# Woodworking router bit as an end mill?



## Larry42 (Nov 27, 2019)

My woodworking shop has a CNC router so lots of used router bits. I was wondering if I could sharpen them to work as end mills. Unfortunately most of them are compression spirals or down spirals. Less than ideal for metal. I found a 1/2" carbide, Marathon coated two flute down spiral and decided to sharpen the end only to give it a try. I used my Shars single point tool grinder and a diamond wheel. I'm far from an expert at setting it up but managed to get the chipped end of the bit to clean up. Put it on the Jet mill and a chunk of aluminum in the vice. First tries were running at 500rpm and moderate freed rate. It cut but not ideal. By increments, I increased both the rpm and feed rate until I got to 4,000rpm. WD40 and a faster feed than I normally use. .200" DOC. Chips flew all over but the resulting surface was reasonably good.  I added it to my end mills that I had sharpened yesterday. Once the tool grinder is set up, I can sharpen end mills at a pretty fast clip, ends only. 2, 3, or 4 flute but no more flutes than that. HSS or carbide with the proper wheel. Lathe tools are easy to sharpen.


----------



## GrayTech (Nov 27, 2019)

No reason why down spiral mills wont work for side milling. Not good geometry for end milling though.


----------



## homebrewed (Nov 28, 2019)

I've used some of my carbide router bits on my table-top mill to shape aluminum.  In particular I recall a project where I was making a sine table and milled the vees (for the rolls) with a 45 degree router bit.  I have not tried to machine steel with them.


----------



## Eddyde (Nov 28, 2019)

They'll work on steel as well, just go slow and use plenty of lube/coolant.


----------



## Larry42 (Nov 28, 2019)

Even though the down spiral configuration is a lot less than ideal, the resulting surface was reasonably OK when end milling. I'm sure I could improve the angles I chose as a first try. I've got lots of the 3/8" compression bits to try/ experiment with. The end is up spiral for a short distance. The shop doesn't have bits re-sharpened. So about every 3 days or less another bit goes into the used pile. Ultimately they are sent as scrap. I end up with some carbide inserts and molder knives also. Been thinking of making a lathe tool to hold the used woodworking inserts.
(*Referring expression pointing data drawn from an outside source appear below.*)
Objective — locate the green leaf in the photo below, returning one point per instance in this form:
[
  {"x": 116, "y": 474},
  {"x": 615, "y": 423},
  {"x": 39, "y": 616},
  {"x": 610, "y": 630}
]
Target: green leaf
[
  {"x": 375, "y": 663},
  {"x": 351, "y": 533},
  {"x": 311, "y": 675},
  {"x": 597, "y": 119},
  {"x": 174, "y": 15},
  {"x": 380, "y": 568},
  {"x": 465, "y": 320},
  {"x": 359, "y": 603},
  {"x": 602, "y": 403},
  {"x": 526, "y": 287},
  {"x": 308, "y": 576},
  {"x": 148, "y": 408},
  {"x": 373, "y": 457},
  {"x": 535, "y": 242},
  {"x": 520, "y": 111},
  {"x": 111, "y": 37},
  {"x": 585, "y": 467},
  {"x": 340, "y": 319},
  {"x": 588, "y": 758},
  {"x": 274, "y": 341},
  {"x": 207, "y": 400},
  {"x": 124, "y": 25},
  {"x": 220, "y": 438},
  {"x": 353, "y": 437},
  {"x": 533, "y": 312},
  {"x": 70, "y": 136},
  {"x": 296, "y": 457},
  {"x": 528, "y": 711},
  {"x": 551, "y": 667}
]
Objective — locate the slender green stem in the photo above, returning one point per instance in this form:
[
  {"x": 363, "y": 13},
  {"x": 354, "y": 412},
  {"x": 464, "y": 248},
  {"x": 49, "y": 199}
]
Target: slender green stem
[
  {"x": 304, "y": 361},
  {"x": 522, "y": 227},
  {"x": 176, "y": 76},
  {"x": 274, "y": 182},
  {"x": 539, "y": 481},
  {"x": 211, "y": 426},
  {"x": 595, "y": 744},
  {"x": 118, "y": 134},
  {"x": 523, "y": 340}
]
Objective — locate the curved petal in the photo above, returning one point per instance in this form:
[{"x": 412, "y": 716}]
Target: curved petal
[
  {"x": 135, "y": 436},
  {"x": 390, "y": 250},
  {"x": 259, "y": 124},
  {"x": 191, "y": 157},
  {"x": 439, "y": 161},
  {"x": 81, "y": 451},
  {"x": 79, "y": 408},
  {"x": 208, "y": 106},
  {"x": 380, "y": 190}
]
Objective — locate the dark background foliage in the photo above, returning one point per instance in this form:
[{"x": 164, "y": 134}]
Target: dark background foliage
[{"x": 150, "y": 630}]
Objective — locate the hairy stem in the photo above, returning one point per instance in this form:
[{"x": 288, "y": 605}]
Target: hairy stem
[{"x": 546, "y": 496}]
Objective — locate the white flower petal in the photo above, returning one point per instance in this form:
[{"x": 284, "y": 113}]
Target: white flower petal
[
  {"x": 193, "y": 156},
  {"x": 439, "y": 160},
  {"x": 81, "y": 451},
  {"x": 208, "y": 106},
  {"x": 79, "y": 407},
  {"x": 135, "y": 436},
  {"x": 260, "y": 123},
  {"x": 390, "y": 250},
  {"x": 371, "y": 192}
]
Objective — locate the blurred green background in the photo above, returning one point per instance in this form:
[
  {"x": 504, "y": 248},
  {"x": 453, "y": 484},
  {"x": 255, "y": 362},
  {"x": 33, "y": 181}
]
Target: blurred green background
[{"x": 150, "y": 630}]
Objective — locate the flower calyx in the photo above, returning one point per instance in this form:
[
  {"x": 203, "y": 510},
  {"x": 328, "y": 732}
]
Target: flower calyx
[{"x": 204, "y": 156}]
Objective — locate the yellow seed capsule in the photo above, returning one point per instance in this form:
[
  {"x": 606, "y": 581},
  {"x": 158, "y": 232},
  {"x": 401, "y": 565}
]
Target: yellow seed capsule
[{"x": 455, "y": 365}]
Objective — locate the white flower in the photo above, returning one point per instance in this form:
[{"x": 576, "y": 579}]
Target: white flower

I think I can regrind them on the tool grinder. They would have a sharp cutting edge as opposed to the "normal" eased edge of the inserts designed to cut metal. That should be better in some ways. It would reduce the forces required to start the cut and also allow very thin cuts to more easily be done. I know the life of the edge will be less but so what for an old hobby guy. The nose radius could be done on the tool grinder or hand honed.  Another project for the list. 
How many of you have single lip tool grinders? Deckle knock offs.


----------



## MikeInOr (Nov 28, 2019)

Not knowing the geometry of down cutting spiral router bits... could you grind the ends so they effectively remove the chips if you run them in a reverse rotation?


----------